I have been surrounded by them for the past year, but having moved to our current home in late July of last year, I'd missed the splendor of their fragrance by days. It wasn't until a few weeks ago that I took notice of them while on one of my countless walks with Duncan. I hadn't paid them any notice at all and didn't even know their name until a few days ago when I couldn't stand it any longer and decided it would be shame to continue luxuriating in their scent without at least learning what to call them. They look like an ordinary tree, the kind a child draws with crayons in elementary school and there appears to be nothing extraordinary about them. But then July happens and everything about them changes. They explode into a million tiny, yellow blossoms which eclipse the tree and bend its branches under their weight.

And the scent! Oh, the scent! It can only be described as lilac dipped in honey and cooled by the gentlest of northern breezes. The flowers may be small but they are by no means insignificant. They bake in the heat of the sun all day and bathe the nights in their sweetness, a scent that envelopes and intoxicates, causes the moon to swoon and radiate. I have never smelled anything so delicious and it is only now that the flowers are dropping from the trees, crumbling into a fine gold dust which covers the windshields of our cars and catches under the wiper-blades, fills the gutter and crunches under foot before getting tracked inside where it collects against the edges of the door, that I realize how incredibly incomplete the rest of this summer will be without it.

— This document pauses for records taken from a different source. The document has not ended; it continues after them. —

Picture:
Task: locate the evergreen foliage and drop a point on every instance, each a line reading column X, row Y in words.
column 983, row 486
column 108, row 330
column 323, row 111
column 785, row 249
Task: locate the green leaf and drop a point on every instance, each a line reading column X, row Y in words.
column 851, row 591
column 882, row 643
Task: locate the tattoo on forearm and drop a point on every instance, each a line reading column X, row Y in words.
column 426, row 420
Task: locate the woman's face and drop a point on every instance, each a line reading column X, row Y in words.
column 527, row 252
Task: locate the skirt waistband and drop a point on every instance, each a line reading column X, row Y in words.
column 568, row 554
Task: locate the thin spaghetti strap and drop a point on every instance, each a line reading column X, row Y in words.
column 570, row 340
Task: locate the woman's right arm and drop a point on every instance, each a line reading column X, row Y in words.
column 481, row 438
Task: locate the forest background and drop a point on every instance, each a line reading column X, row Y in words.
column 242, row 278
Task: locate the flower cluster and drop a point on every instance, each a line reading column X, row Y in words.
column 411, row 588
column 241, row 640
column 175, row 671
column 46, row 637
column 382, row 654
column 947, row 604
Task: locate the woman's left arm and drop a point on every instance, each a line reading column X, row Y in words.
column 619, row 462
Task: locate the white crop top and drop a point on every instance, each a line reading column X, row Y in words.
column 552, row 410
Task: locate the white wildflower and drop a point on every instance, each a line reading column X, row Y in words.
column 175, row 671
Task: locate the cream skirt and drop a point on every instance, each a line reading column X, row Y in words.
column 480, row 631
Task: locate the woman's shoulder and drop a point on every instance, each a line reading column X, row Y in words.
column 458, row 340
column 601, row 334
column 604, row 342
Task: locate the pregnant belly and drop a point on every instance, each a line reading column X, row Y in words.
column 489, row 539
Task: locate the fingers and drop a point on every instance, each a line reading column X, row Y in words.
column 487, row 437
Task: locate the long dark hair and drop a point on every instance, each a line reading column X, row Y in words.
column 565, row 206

But now I know. Now I can pine through autumn and shiver through the terrible scentless cold of winter with this memory and I have something else to look forward to, like Christmas or birthdays. Now that I have the Linden, Summer has become more magical than I believed it to be only a month ago.

Away I walked for hours
whence stands the linden tree,
and still I hear it whisp'ring:
You'll find your peace with me!
(Wilhelm Müller, "Der LIndenbaum")

5 comments:

Greg said...

OMG, I LOVE Diane Ackerman's book!!

And I thank you for the introduction to lindens, of which I was previously unaware, except as the name of trees distant whom I did not know.

Unknown said...

Our Linden is Kev's favorite. I find it almost overpowering at times.

Valerie Cummings said...

I have never heard of a Linden. I need smellavision on my laptop!

Anonymous said...

There are trees all around me on Logan Blvd. There are huge towering maples, that seem on fire with yellow in the fall and the random leftover oaks that litter the ground with acorns. (Truth be told, that's the only way I know they are oaks, as uneducated I am in trees.)
There is also a type of tree that I don't know that name of but that take over the olfactory senses every spring. I wonder if they are Linden's because the air is filled with such a huge aroma when they bloom, it seems the streets smell of nothing else. It would be nice if they were and that my dear friend and I are not just looking up at the same moon and stars, but sensing the same sweet spring.

Curt Rogers said...

Taco,

The Linden typically blooms in July (the Polish word for July is a form of "Linden"). It would be nice to know we're smelling the same sweet spring. Maybe we need to work on a way to smellmail via computer!